EMI is the most systematic way of repaying your loan. When lenders give you funds, they also charge interest on the amount. The interest is charged to safeguard the lender and compensate the lender for the risk involved in lending money. It also acts as remuneration to the lender for facilitating the lending process.
The borrowed amount is paid through monthly payments over a pre-determined period, i.e., your loan tenure. The disbursal of the loan is done in one go, but the repayment happens every month in the form of monthly instalments. Your EMI contains the principal amount and the interest amount. Each month, the pre-decided interest rate is charged on the reduced principal amount, which generates the interest amount.
To conclude
Personal Loans are unsecured credit products that are great for covering emergency expenses. When you borrow funds from a lender, you are supposed to repay the funds via equated monthly instalments (EMIs).

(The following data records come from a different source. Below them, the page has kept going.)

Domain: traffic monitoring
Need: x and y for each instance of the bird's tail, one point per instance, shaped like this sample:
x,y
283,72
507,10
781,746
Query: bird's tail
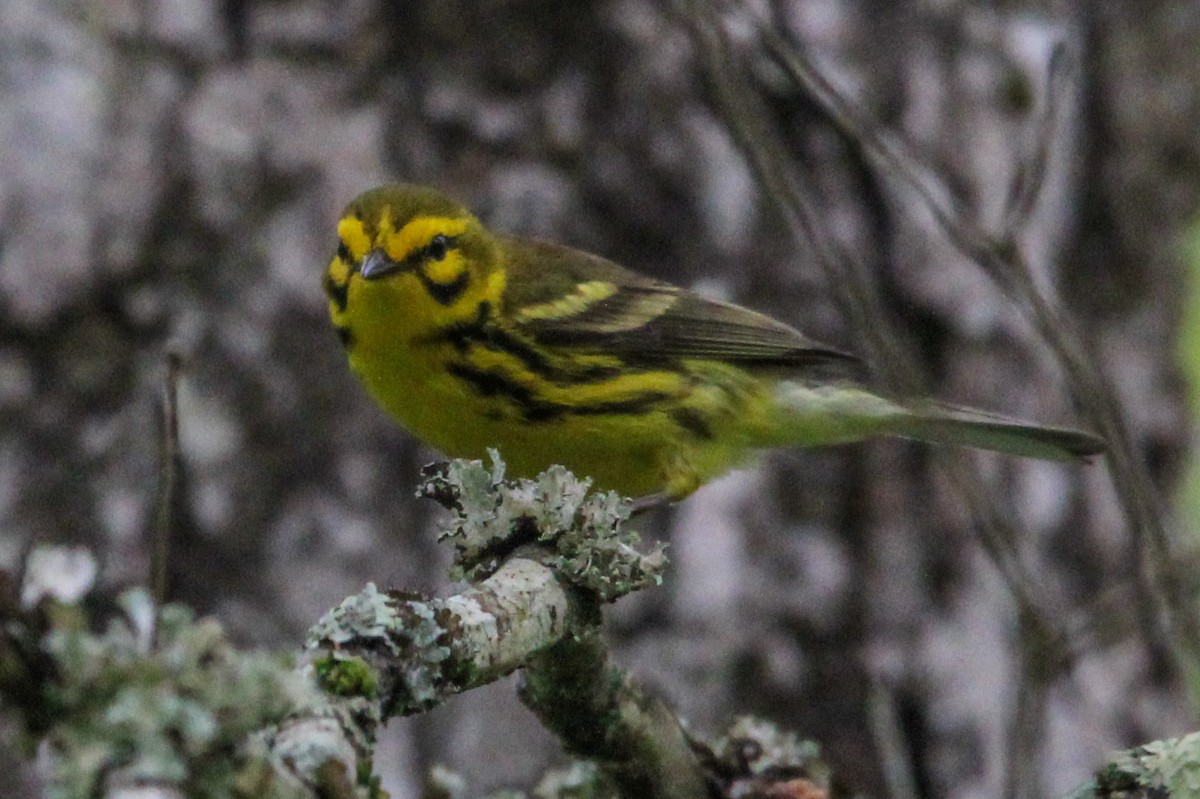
x,y
829,414
943,424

Your monthly EMIs are calculated based on three factors, your loan amount, loan tenure, and the interest rate offered to you. You can also use an online Personal Loan EMI calculator to determine your EMIs before you apply for the loan. This will help you create a monthly plan for your finances so that you don’t miss out on any monthly payments.
However, it is important to note that the online EMI calculator gives out an indicative amount. The amount given out by the tool will not be your exact EMI amount. Your actual EMI amount will depend on your lender’s terms and conditions and other factors.